Gli eventi storici hanno fatto sì che non ci sia continuità tra gli splendori dell'arte ceramica della Magna Grecia e quella contemporanea. Dopo oltre un millennio di buio quasi totali, la produzione di rustiche terrecotte, prevalentemente contenitori per l'acqua, viene reintrodotta in alcune piccole comunità arabe, dislocate lungo le coste. Ma si deve arrivare al XVII secolo per vedere una comunità locale, peraltro costretta dagli eventi naturali, a rimettere in funzione quelle primordiali fornaci. Questo accadde a Santo Stefano di Camastra, comunità di pastori insediatisi in riva al mare a seguito di movimenti franosi che avevano reso inabitabile il loro villaggio sulle alture. Più per necessità che per vocazione, cominciarono a realizzare dapprima mattoni evolvendo via via la produzione verso oggetti d'uso, quindi, dalla fine del '700, piastrelle maiolicate e ceramiche artistiche.

 

Anche la ceramica di Caltagirone ha una storia simile. Avviata dagli arabi che ne sfruttavano le cave di argilla, fu interrotta nel Trecento a causa di una enorme frana e ripresa nel Cinquecento nel nuovo rione dei “cannatari” (da “cannate”, recipienti per l’acqua), riscuotendo successi commerciali in tutta l'isola.
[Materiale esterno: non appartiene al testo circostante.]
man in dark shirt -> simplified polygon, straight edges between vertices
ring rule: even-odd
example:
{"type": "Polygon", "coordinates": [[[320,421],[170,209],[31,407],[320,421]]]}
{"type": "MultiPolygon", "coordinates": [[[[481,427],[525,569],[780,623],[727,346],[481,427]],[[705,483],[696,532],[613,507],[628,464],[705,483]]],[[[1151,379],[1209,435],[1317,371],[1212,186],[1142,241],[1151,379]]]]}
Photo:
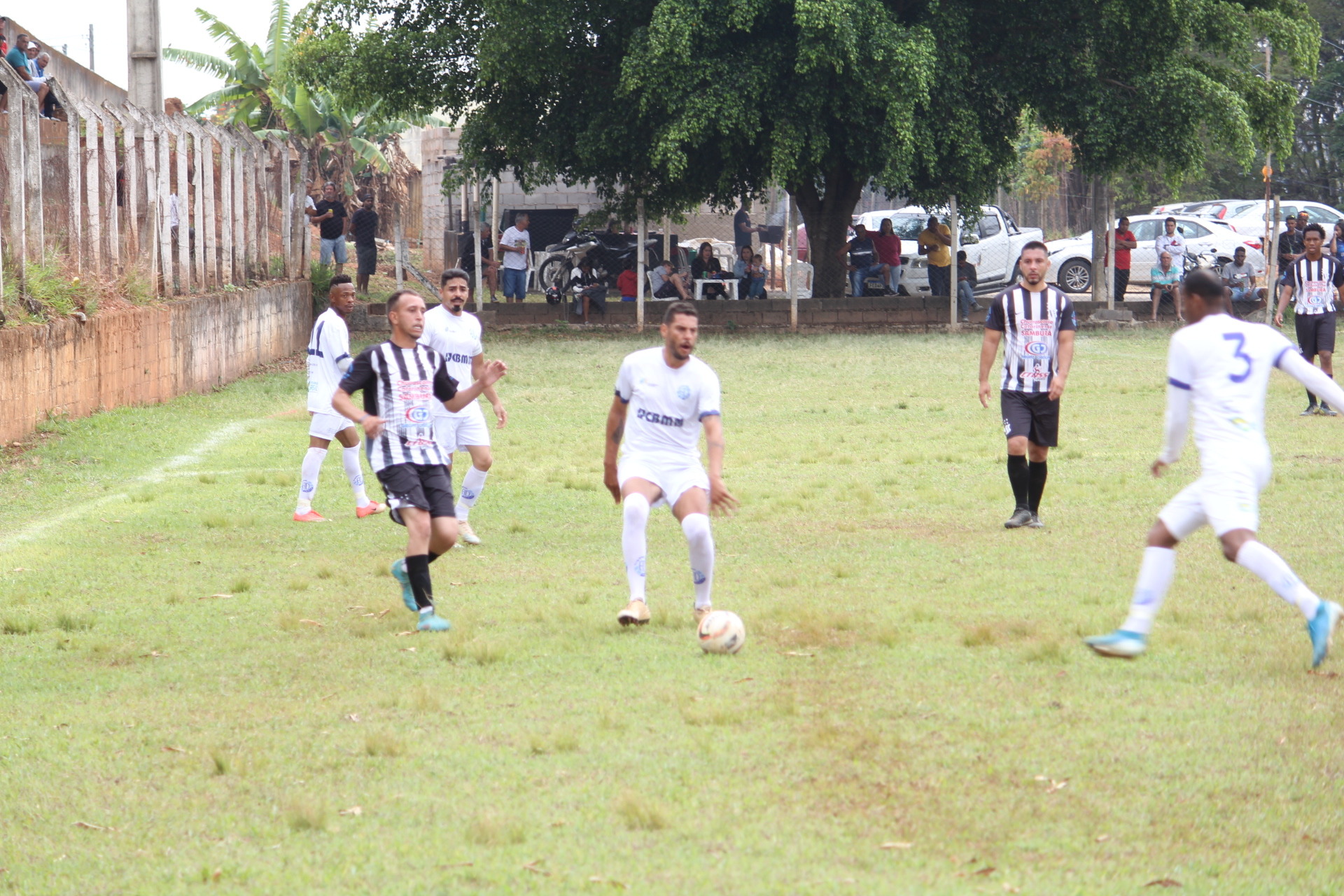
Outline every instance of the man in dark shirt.
{"type": "Polygon", "coordinates": [[[336,273],[345,267],[345,231],[349,228],[349,218],[345,216],[345,206],[336,199],[336,184],[327,181],[323,185],[323,197],[317,203],[317,214],[310,216],[317,224],[323,249],[317,258],[319,265],[329,265],[336,261],[336,273]]]}
{"type": "Polygon", "coordinates": [[[378,243],[374,235],[378,232],[378,212],[374,211],[374,197],[364,191],[360,196],[364,203],[349,218],[349,234],[355,238],[355,286],[368,296],[368,277],[378,269],[378,243]]]}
La produzione spaziava di vasi agli orci ai lampadari, alle caratteristiche lampade antropomorfe, decorati con tocchi di giallo e verde nella decorazione a fogliame, oppure in monocromia turchina su fondo bianco. Dopo le distruzioni del terremoto di Catania del 1693, la produzione riprese faticosamente tra alti e bassi finché, nel 1918, l'apertura di una scuola d'arte non ridiede slancio alla produzione che continua oggi con grande vivacità.

Sciacca, in provincia di Agrigento, può essere considerato il terzo polo ceramico della Sicilia. Tutto cominciò tra il '400 e il '500, quando baroni e vescovi diedero impulso all'attività di alcuni maestri maiolicari locali, con forti commesse di piastrelle decorate per abbellire chiese e palazzi (tra i quali, il duomo di Monreale). Fu l'occasione che permise di affinare le tecniche e ricercare canoni estetici diversi da quelli di influenza saracena e catalana, aprendo al nuovo gusto rinascimentale italiano che caratterizza ancora oggi la produzione di molti artigiani locali.

In quasi tutte le regioni italiane, la lavorazione dell'argilla si è sviluppata parallelamente nella produzione di oggetti rustici, d'uso quotidiano, e in forme più raffinate che spaziano dalla maiolica alla ceramica d'arte, alla porcellana. E quasi sempre, una delle due ha prevalso sull'altra caratterizzando in questo modo la produzione regionale. In Toscana, invece, queste due forme di artigianato continuano a convivere, godendo entrambe di un buon successo commerciale.

 

Nel campo della ceramica "rustica", come non ricordare la grande tradizione del cotto toscano, con il suo maggior centro nelle fornaci dell'Impruneta, dove si produce soprattutto cotto per pavimenti, ma anche grandi orci da olio, recipienti da salamoia, conche e vasi da giardino modellati a mano. Oppure le pentole in coccio, ideali per cuocere i fagioli e le tante zuppe tipiche soprattutto dell'area meridionale della regione, prodotte in particolare nelle aree di Colle Val d’Elsa e di Chiusi, nel senese, e i classici catini a forma troncoconica, con largo orlo e con l’interno verniciato “a spugnature” di color verde su fondo bianco o giallo tenue, nella cui produzione si sono specializzati gli artigiani di San Giovanni alla Venna, in provincia di Pisa.

 

Grazie alla grande tradizione artistica toscana, il fronte della ceramica decorativa si presenta molto più ricco, sia come diffusione che nelle sue forme esteriori. Particolarmente vivace è l'area aretina dove, nelle botteghe di Cortona, Anghiari e Monte San Savino, continua la manifattura di pezzi della tradizione antica, come i piatti decorativi, a fondo giallo e con al centro la margherita. In provincia di Firenze, ed in particolare a Montelupo Fiorentino e Sesto Fiorentino, è tuttora florida la produzione di piatti decorativi, boccali, vasi e altri oggetti dalle forme e dalle decorazioni tradizionali, ispirate soprattutto alle storiche manifatture di Doccia che da Sesto erano esportate in tutto il mondo.